Ces revendications, bien sommaires et parcellaires, ont fini elles-mêmes par être reléguées au second plan dans l'action de la coordination. Elles ont été supplantées pendant la première année des émeutes par la revendication du départ de la gendarmerie de la région. Avec le reflux du vent d'émeutes - qui s'est progressivement traduit par une certaine invisibilité médiatique des jeunes émeutiers -, les motivations sociales de la révolte des marginaux ont fini par être complètement oubliées.
Le reflux de la contestation a plus généralement renforcé le caractère local du mouvement, dont les germes se trouvaient dans la plate-forme d'El-Kseur sous la forme de la revendication d'un «plan de développement spécial pour la Kabylie». Moins soumise à la pression des émeutiers, la direction du mouvement a pris peu à peu la voie de garage d'un repli quasi ethniciste. Elle n'avait plus de perspective nationale que le «rejet du système dans son ensemble» et de discours que le «refus du dialogue avec le pouvoir assassin».
Ce repli a évidemment été aggravé par le recul de la contestation au niveau national. Dans les autres régions, les jacqueries ont été traitées par le gouvernement avec infiniment plus de facilité. Celui-ci y disposait en fait non seulement de l'argument de la matraque et de l'effrayant souvenir des années de terreur (les années 1990), mais aussi de relais efficaces (associations de la «société civile», notables acquis aux partis officiels, etc.)
Repli communautaire ?
Les conséquences de ce repli ont été l'enfermement dans une logique franchement communautaire. Les manifestations de cette logique sont légion. Les candidats aux élections législatives et communales ont été mis en quarantaine dans leurs localités. L'électeur kabyle était, lui, invité à se comporter, non pas comme citoyen algérien mais comme un membre de sa communauté, la Kabylie : il devait boycotter le scrutin.
Quant aux grèves cycliques, proclamées par la Coordination, elles devaient être impérativement observées ; tout comportement réfractaire était assimilé, sans autre forme de procès, à une «trahison». Pareilles actions souvent imposées - et les troubles auxquels elles donnaient lieu - ont fait le vide autour de la Coordination.
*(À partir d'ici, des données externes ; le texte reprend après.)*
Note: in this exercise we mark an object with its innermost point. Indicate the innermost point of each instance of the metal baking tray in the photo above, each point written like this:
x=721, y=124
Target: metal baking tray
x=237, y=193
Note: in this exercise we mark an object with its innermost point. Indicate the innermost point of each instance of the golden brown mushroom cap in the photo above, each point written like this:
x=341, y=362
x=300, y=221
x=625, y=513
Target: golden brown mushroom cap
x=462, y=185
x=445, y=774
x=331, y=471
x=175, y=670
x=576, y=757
La désolidarisation progressive de plusieurs catégories de la population des émeutiers pourrait s'expliquer par leur crainte de ces débordements dangereux du champ de la marginalité sur les activités sociales intégrées au système (travail salarié, commerce, etc.).
Ce repli communautaire a aggravé les dysfonctionnements de la coordination de Kabylie. Au sein de cette coordination, plusieurs défenseurs d'une stratégie «raisonnable» de valorisation des acquis du mouvement et de «négociation intelligente sous la pression de la rue» ont été marginalisés. Le débat contradictoire était presque impossible à cause de la règle de «prise des décisions par consensus».
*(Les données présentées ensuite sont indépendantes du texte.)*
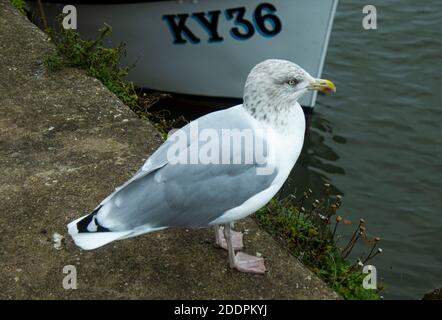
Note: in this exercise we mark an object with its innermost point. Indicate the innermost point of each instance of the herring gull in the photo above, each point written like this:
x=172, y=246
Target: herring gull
x=178, y=187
Cette règle reproduisait le fonctionnement des anciennes assemblées de villages kabyles ; elle a souvent paralysé la Coordination dans des moments décisifs. Quant au principe d'une «direction tournante» du mouvement, elle a ajouté à la confusion du discours de la Coordination, sans toutefois empêcher que quelques délégués, particulièrement sollicités par la presse pour donner leur «point de vue personnel», deviennent le véritable «bureau politique» de cette direction.
Au niveau politique, la coordination n'a pas réussi à valoriser les concessions forcées du gouvernement pour en faire des victoires sur la voie d'une lutte de longue haleine. Or, ces concessions étaient considérables (reconnaissance de la langue berbère, fermeture de 14 brigades de gendarmerie...). Elles ont été mises en valeur, en revanche, par le gouvernement afin d'isoler la Kabylie du reste du pays, d'un côté, et d'isoler la Coordination de la population, de l'autre.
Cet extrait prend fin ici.